Twenty 10 is a community organisation working with and supporting young people of diverse genders, sexes and sexualities, their families and friends. Managing Director Rebecca Reynolds talked to us about what Aurora’s grants mean to Twenty10 on 9 May 2012:
‘Last week, a 13 year old group attendee posted on our Facebook page, “Thanks for having me at your group but I won’t be coming anymore because I’ve decided that I’m straight”. This caused me a momentary smile. Imagine, at age 13 having taken the steps to investigate what your options are, and then not only that, to have the confidence to articulate that it’s not for you. Don’t get me wrong, the forays into early teen sexual identity is rarely more than an exploration of feelings about someone else in your world. The smile was more for the fact that as a community, we are creating places for young people to safely explore who they are.
This is not just true of young people. Even those in the over 26 cohort need places to go to talk through their worlds and the way that they’re coming to understand them. It’s a really big thing to invite someone into your life. To understand the impacts of your words and your decisions and to want to engage in a conversation with someone important to you – to have them accept you for who you are. This is the amazing gift of groups. Of places that are created for people to come together and talk about what is important to them. It’s not always about sexuality, but it’s a conversation that is couched in a shared understanding of what that part of our identity means.
There are so many individual stories that are woven together by our community organisations. Those stories are so often seen as fragments in time, the stories of one person’s life and experiences, separate from something bigger. They’re not always stories that are full of warmth, or stories that come from places that are easy to talk about but when you have the chance to see them as more than the fragments that they are, you begin to see the amazing role that organisations play within our communities. They bring people together and let them understand that they are not alone.
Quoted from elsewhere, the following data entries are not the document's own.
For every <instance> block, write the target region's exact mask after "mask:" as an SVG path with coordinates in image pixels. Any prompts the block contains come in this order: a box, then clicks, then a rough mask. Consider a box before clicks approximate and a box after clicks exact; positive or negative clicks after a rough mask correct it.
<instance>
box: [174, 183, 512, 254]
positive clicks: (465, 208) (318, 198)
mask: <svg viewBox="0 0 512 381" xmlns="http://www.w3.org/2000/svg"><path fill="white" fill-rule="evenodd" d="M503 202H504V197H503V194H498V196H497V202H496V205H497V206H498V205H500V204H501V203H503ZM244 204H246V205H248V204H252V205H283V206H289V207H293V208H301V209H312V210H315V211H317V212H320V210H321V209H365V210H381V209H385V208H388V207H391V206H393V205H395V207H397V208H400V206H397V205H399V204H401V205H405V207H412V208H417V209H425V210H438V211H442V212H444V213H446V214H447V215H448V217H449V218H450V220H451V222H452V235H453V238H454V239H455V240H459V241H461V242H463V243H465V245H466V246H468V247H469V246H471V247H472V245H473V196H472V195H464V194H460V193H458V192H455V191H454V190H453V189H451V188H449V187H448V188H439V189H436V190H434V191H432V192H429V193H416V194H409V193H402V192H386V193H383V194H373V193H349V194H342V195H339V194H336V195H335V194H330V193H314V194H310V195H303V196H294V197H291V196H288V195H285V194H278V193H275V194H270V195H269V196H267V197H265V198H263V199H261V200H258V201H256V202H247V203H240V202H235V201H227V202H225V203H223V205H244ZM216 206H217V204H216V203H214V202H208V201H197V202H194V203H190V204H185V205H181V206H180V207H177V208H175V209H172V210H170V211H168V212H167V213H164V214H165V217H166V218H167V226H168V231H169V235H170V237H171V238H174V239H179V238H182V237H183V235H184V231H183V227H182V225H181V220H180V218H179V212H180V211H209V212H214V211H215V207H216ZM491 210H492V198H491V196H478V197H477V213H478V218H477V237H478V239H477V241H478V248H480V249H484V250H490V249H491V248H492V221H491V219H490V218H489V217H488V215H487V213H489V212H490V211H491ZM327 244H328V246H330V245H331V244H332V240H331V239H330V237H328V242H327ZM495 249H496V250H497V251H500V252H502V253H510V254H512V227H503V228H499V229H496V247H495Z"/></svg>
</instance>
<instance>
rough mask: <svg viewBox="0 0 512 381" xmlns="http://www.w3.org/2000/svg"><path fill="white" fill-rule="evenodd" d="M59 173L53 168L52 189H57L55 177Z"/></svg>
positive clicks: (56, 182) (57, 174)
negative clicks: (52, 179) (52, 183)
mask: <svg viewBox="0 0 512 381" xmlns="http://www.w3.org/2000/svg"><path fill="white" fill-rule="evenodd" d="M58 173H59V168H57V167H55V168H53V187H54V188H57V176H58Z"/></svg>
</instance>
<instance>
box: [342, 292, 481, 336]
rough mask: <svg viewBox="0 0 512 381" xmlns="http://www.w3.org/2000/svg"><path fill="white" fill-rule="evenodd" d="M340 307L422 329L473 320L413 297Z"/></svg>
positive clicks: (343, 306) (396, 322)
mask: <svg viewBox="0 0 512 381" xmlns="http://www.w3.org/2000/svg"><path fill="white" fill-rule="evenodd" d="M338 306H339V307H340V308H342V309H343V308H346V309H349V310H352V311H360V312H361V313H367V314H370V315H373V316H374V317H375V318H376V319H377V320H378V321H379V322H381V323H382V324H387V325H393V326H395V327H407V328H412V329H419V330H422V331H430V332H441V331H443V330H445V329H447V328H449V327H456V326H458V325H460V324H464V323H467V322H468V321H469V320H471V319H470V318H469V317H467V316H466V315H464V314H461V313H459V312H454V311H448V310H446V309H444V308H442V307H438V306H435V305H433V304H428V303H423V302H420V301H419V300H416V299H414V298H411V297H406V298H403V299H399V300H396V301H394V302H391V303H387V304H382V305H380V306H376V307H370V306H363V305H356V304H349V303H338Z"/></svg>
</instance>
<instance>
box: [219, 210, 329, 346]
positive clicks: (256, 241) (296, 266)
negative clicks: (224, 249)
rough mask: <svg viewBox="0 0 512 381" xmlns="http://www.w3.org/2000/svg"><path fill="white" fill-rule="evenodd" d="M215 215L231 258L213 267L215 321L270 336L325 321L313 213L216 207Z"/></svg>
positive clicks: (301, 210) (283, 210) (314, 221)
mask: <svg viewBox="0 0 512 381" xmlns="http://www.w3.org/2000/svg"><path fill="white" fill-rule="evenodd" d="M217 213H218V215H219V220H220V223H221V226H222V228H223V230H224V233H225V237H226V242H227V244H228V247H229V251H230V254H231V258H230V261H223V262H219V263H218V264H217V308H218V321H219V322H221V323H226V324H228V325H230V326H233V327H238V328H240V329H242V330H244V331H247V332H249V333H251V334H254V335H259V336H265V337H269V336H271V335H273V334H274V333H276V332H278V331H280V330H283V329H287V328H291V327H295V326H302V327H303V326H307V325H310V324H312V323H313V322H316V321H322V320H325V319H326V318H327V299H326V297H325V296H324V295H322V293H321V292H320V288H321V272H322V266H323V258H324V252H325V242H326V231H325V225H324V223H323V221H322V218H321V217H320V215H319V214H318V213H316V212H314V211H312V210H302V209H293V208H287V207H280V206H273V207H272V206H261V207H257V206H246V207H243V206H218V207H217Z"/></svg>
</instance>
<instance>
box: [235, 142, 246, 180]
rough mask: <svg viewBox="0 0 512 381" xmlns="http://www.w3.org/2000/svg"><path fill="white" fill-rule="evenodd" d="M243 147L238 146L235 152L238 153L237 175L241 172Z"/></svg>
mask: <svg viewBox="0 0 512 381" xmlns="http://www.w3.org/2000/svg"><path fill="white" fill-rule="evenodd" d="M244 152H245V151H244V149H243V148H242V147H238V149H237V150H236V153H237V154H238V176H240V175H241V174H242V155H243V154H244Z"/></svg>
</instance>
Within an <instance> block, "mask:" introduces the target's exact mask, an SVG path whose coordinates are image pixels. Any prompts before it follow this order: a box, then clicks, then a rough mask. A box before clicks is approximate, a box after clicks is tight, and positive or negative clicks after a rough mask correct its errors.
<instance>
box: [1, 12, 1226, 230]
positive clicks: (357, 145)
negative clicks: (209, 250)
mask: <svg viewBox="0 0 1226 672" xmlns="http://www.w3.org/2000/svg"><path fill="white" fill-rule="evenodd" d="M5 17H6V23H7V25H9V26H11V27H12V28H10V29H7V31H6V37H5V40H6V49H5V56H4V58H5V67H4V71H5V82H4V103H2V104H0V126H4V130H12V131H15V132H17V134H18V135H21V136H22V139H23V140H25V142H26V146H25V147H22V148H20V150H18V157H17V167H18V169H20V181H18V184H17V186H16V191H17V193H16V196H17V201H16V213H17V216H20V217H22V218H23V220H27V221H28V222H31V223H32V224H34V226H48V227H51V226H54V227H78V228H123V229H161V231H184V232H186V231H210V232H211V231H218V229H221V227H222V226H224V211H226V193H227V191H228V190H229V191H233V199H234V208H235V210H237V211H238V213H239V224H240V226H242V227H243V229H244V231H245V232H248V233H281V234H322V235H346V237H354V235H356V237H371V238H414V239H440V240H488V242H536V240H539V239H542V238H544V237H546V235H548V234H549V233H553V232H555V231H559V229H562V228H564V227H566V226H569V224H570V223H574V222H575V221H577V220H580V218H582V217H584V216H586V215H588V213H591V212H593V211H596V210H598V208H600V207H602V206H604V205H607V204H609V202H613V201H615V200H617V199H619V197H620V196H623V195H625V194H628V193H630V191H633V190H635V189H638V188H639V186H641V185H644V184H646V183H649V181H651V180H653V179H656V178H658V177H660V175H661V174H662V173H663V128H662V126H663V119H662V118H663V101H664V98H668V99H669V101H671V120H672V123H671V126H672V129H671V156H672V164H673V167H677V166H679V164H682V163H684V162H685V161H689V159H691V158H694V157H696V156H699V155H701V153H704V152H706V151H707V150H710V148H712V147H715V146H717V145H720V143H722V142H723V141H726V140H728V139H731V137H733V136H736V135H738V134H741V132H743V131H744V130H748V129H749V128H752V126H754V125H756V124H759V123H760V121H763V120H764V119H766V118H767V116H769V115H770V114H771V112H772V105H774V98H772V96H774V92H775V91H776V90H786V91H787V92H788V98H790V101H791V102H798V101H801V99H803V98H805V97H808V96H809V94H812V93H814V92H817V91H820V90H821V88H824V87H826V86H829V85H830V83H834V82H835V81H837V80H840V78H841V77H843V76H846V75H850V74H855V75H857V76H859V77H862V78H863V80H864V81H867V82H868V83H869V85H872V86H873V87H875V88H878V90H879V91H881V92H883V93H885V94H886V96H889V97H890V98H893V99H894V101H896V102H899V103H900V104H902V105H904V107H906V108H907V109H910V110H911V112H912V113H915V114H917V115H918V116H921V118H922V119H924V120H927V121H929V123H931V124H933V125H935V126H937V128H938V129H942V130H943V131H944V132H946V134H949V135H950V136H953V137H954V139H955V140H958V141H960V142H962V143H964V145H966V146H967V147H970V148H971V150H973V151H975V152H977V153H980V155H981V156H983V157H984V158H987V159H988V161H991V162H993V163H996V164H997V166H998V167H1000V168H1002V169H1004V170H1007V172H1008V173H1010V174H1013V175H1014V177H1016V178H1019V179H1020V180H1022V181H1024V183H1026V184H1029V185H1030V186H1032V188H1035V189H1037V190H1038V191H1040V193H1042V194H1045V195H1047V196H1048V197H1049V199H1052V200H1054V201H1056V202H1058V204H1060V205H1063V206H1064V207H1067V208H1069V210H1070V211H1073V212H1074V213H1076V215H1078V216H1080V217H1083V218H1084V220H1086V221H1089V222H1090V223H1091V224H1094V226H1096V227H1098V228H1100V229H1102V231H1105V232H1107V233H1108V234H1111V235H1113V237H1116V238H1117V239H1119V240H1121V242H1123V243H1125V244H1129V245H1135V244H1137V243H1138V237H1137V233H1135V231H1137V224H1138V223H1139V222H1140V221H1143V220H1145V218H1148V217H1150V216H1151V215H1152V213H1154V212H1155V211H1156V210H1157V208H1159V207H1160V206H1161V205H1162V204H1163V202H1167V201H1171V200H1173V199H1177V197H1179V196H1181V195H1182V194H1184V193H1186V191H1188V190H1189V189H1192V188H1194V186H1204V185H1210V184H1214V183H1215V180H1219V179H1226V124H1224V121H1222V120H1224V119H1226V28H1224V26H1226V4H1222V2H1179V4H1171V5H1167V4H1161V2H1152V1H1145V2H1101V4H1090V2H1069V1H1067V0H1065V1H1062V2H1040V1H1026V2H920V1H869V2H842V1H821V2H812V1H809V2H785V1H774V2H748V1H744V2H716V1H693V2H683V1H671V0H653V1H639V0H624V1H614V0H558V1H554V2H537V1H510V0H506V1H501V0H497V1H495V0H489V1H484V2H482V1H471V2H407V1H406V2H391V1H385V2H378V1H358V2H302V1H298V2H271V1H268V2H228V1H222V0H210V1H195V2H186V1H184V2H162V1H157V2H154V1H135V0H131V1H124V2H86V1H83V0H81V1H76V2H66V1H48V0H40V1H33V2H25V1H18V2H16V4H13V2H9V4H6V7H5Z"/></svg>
Many people come to our organisation and it is the first time that they have met someone else who identifies as the same sexuality or gender as them. It’s the first time that they have had somewhere to practice those big conversations, to explore those feelings which lead them on the next branch of their life journey. It’s a big thing. It’s a wonderful thing, and it’s true to say that many of these opportunities for connection would not be possible without the support of Aurora.’